5-Payer ses dettes à intérêts non déductibles
Cette stratégie vise à réduire le coût des intérêts sur les biens personnels, comme une maison, une voiture ou un chalet. « Il s’agit d’organiser ses affaires de façon à emprunter pour ses investissements, dont les intérêts sont déductibles, et à payer les dettes sur lesquels les intérêts ne sont pas déductibles », explique Jean-François Thuot, de Raymond Chabot Grant Thornton.
Dans cette optique, la « mise à part de l’argent » permet aux travailleurs autonomes et aux professionnels non incorporés de déduire les intérêts de leurs emprunts personnels. Par exemple, un dentiste ayant enregistré 300 000 $ de revenus bruts et ayant dépensé 200 000 $ en fournitures dentaires et loyer se retrouve avec un revenu net de 100 000 $. Il peut donc utiliser les 100 000 $ pour rembourser son hypothèque résidentielle, dont les intérêts ne sont pas déductibles, et prendre 200 000 $ de sa marge de crédit. Ayant abaissé son hypothèque, il refait un emprunt sur sa résidence et rembourse sa marge de crédit. Comme les intérêts ont servi à payer des dépenses liées à son entreprise, ils seront déductibles.
6-Faire le tour des crédits d’impôt aux entreprises
En matière de fiscalité, une multitude de petits crédits peuvent aider les entrepreneurs à économiser de l’argent. Certains concernent l’équipement, l’économie d’énergie, les convertisseurs, la R-D et les activités de transformation, les régions-ressources, le design industriel, l’édition, etc. Étudiez la question avec l’aide d’un comptable--fiscaliste.
7-Reporter l’impôt à long terme
Différents programmes gouvernementaux, notamment le régime enregistré d’épargne-retraite (REER), le régime enregistré d’épargne-études (REEE), le régime enregistré d’épargne-invalidité (REEI), le régime d’épargne individuel (RRI) et le compte d’épargne libre d’impôt (CELI) permettent de reporter l’impôt à long terme.

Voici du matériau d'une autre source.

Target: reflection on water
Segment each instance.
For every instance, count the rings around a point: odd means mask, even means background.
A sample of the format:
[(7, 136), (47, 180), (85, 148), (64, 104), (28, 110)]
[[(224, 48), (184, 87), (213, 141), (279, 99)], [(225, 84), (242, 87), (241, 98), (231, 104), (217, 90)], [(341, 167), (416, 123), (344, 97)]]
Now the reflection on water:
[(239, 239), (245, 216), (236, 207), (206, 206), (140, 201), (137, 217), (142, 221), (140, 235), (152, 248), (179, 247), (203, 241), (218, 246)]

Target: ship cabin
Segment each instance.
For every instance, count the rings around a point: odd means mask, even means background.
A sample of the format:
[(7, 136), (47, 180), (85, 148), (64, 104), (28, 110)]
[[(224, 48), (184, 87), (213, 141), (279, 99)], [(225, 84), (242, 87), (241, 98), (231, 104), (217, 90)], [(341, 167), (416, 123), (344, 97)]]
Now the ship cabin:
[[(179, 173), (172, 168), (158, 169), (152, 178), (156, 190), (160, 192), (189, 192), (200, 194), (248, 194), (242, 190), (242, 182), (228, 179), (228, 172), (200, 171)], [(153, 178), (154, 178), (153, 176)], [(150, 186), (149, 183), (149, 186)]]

Le REEE donne droit à une subvention gouvernementale pouvant atteindre 10 800 $, soit 30 % des cotisations annuelles au régime (jusqu’à concurrence de 750 $ par année). Il est primordial de placer rapidement les sommes autorisées dans le REEE, la période de rattrapage étant seulement d’un an. De plus, les contributions au compte d’épargne libre d’impôt (CELI), jusqu’à 5 000 $ annuellement, sont cumulatives et peuvent se faire à n’importe quel moment. « Si on n’y contribue pas et qu’on détient de l’épargne hors REER, on est pénalisé », souligne M. Thuot. Les revenus de placement s’accumulent à l’abri de l’impôt.
8-Fractionner ses revenus
Le fait de déclarer un revenu – sous forme de dividende ou de salaire – au conjoint, aux enfants majeurs ou aux parents âgés ayant de faibles revenus peut contribuer à faire économiser de l’impôt à une personne fortunée. Au lieu d’ajouter 50 000 $ au revenu d’un riche entrepreneur qui paie déjà le taux maximum d’impôt, le fait de verser cette somme à son enfant majeur qui ne gagne pas grand-chose fera en sorte que l’impôt total à payer sera moins élevé. De la sorte, on fractionne le revenu. Une simple contribution au REER du conjoint moins fortuné est également efficace, avec un horizon de placement de plus de deux ans. Ce fractionnement des revenus fera en sorte qu’au moment de la retraite, les retraits seront moins taxés.
9-Mettre sur pied une fiducie discrétionnaire
La mise sur pied d’une telle fiducie, un outil de planification successorale, permet à un entrepreneur de transférer une plus-value future au conjoint et aux enfants, tout en bénéficiant de l’exonération de 750 000 $ sur les gains en capital de la vente des actions d’une PME en activité. Cette exonération peut même être multipliée par le nombre de membres de sa famille, si la fiducie discrétionnaire est créée au bon moment, d’après M. Brassard. Par exemple, des actions d’une entreprise privée valent cinq millions de dollars (M $) lors de la création d’une fiducie. Si elles sont évaluées à 8 M $ quatre ans plus tard, une plus-value de 3 M $ pourrait être transférée aux deux enfants et au conjoint. Par ailleurs, chacun de ces bénéficaires pourra profiter de l’exonération de 750 000 $ sur les gains en capital, de sorte que, si chacun a reçu 1 M $, il ne payera de l’impôt que sur 250 000 $.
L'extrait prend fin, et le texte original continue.